The coordinator also sheds light on the security challenges they are facing. Five UN staff were abducted in the first weeks of February adding to the two UN workers who were arrested in Saana last November and remain in detention. 

In 2021, nearly 200 organizations worked together through the UN response plan to assist more than 11 million people every month. Howbeit, according to the text, they are missing funding and won’t probably be able to assist in the same way in the current year:

“Aid agencies are quickly running out of money, forcing them to slash life-saving programmes. By the end of January, nearly two thirds of major UN aid programmes had already scaled back or closed altogether”, Griffiths noted.

Weeks before, in a joint statement by the UN Special Envoy for Yemen, Hans Grundberg, and the UN Resident and Humanitarian Coordinator for Yemen, David Gressly, UN declares that it’s “alarmed by the escalating spiral of violence in Yemen that continues to harm civilians and its spilling over its borders”.

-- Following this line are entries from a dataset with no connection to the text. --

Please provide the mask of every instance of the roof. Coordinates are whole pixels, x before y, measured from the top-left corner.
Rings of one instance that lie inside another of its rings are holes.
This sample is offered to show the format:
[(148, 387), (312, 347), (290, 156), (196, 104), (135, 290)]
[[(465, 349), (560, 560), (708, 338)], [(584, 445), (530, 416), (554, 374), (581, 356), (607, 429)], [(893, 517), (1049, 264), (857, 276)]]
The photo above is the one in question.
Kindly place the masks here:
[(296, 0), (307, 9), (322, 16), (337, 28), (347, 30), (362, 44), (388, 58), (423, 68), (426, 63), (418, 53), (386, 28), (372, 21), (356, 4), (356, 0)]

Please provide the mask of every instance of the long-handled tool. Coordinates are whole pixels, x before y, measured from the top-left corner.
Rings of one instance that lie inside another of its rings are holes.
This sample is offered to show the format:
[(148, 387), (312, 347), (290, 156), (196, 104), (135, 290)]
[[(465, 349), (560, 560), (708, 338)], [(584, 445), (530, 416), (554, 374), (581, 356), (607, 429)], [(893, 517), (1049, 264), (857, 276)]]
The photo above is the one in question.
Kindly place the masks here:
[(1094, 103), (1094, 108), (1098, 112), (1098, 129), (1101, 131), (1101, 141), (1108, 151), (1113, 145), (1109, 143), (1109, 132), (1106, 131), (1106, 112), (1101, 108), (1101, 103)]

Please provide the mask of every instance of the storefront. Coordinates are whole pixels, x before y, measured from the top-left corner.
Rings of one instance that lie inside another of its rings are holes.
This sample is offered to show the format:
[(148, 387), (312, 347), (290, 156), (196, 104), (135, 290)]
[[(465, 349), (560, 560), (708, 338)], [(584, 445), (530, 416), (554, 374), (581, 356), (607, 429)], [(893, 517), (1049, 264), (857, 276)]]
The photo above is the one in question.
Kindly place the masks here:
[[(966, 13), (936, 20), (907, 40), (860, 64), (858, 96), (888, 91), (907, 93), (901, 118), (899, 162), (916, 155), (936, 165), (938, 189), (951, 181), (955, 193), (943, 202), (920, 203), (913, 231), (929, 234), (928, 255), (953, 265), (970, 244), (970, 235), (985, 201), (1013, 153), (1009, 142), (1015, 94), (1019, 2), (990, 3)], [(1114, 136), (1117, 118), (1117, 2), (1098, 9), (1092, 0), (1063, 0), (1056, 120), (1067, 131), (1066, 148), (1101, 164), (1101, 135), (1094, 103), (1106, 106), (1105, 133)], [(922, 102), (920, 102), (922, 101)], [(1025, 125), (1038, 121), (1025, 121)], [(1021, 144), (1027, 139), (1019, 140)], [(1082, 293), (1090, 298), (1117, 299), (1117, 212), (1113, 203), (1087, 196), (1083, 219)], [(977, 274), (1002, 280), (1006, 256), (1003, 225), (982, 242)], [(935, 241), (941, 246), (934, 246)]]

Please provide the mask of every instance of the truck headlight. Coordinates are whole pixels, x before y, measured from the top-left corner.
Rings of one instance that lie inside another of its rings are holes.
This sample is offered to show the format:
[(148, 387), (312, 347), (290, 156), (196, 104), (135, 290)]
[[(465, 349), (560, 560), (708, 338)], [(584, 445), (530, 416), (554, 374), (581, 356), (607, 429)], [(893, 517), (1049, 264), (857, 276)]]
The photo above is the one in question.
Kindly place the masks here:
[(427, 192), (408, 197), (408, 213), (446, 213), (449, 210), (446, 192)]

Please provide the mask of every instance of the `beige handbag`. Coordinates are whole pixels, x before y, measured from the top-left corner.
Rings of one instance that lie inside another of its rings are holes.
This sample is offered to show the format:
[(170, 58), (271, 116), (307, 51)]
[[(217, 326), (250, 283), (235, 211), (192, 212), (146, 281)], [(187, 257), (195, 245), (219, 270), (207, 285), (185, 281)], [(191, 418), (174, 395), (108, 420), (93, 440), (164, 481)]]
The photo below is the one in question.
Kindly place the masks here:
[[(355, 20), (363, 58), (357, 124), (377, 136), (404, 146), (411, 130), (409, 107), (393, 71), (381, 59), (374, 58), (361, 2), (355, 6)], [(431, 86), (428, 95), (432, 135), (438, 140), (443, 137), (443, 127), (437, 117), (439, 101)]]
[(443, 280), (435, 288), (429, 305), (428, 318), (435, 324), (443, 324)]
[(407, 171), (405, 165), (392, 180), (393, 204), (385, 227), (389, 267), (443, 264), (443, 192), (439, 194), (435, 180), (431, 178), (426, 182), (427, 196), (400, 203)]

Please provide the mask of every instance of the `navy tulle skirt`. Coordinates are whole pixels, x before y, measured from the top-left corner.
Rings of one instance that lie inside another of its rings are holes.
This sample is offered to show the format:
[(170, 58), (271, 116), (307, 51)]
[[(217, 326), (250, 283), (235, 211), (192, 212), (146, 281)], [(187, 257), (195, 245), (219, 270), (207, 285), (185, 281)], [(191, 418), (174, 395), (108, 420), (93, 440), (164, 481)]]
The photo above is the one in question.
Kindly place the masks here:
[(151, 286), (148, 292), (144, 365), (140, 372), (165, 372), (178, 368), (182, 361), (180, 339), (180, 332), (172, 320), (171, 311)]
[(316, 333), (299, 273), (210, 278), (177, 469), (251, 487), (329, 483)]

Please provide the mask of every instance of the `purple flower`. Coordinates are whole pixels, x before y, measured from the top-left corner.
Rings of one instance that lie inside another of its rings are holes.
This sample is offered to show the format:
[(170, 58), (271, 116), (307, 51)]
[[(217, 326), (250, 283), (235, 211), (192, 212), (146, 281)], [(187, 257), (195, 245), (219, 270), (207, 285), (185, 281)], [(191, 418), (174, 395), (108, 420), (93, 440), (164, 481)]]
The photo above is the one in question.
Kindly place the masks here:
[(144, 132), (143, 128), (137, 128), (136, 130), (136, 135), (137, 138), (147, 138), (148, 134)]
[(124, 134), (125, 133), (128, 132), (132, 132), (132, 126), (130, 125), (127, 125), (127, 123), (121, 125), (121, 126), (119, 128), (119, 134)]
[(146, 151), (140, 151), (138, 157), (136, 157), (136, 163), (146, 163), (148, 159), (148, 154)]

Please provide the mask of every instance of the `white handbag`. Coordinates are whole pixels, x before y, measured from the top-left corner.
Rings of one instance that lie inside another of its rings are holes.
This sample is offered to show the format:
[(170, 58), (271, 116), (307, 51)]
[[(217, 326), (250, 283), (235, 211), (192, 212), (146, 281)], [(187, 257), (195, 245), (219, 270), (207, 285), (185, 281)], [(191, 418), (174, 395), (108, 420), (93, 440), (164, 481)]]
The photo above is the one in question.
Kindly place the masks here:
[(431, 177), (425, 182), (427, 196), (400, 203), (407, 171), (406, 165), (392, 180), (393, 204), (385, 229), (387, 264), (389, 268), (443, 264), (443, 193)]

At issue are the airstrikes launched a few days earlier by the Saudi-led Coalition against various civilian facilities, including a detention center in Saada, with at least 60 deaths and over 100 injured among the inmates, which were also condemned by the UN Secretary-General, António Guterres.

Thus, the UN also felt the need to “remind the parties that being at war does not absolve them of their obligations under international humanitarian law”, which “strictly prohibits disproportionate attacks”. “We reiterate the importance of accountability for violations of international humanitarian law”, stated the UN officials.